XI. Atteggiamenti spirituali in causa

Sullo sfondo di queste apologetiche si disegnano, come in filigrana, atteggiamenti spirituali diversi.

Su questo punto possiamo avvicinare Pascal e Blondel, che contrastano con Teilhard.

Teilhard, per conto suo, si entusiasma davanti al progresso, davanti alle conquiste dell'intelligenza, davanti all'unificazione progressiva dell'umanità.

L'aspirazione all'unità è quella della noosfera: è una impresa d'unanimizzazione, d'amorizzazione, di cui la Chiesa è il mezzo e il risultato.

Ma questa aspirazione all'unità non ha il patetico dell'aspirazione della persona verso Dio.

Il cammino della Chiesa, in Teilhard, non ha il carattere drammatico di un cammino di peccatori perdonati, di una Chiesa reformata et semper reformanda.

Il Cristo di Teilhard riveste le caratteristiche del Pantocrator piuttosto che i lineamenti del Salvatore e del Giudice.

È il Cristo cosmico, motore e scopo dell'evoluzione.

Teilhard, che è uno spirituale serio, vedi un mistico, non nega evidentemente il rapporto personale, diretto, immediato, della persona alla persona del Cristo, ma questo Cristo passa al secondo piano, dopo il Cristo cosmico.

Teilhard non nega il peccato, ma non si ferma a studiare il male che è nel cuore dell'uomo, il peccato che è rivolta e rifiuto di Dio.

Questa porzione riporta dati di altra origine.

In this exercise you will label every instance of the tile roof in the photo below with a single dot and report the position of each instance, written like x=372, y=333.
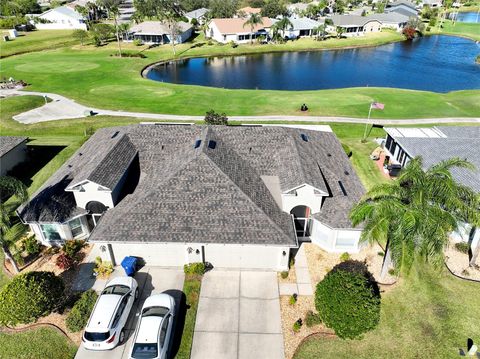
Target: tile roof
x=239, y=26
x=188, y=194
x=8, y=143
x=455, y=141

Il peccato è considerato più in riferimento diretto al progresso del mondo che in riferimento a Dio.

Teilhard da a volte l'impressione che il male è come la frangia inevitabile del progresso o come il sottoprodotto di una evoluzione che non potrebbe funzionare senza una certa percentuale di scarti ( decomposizione fisica nei previventi, sofferenza nei viventi, peccato nell'uomo ).

L'equivoco viene dal fatto che Teilhard integra male la prospettiva personalistica nella sua prospettiva evolutiva e universalistica.

Il peccato non potrebbe essere « ridotto a un sotto-prodotto, inevitabile statisticamente, dell'Unificazione del multiplo ».2

L'evoluzione, arrivata al livello dell'uomo, si fa mediante atti liberi e quindi morali.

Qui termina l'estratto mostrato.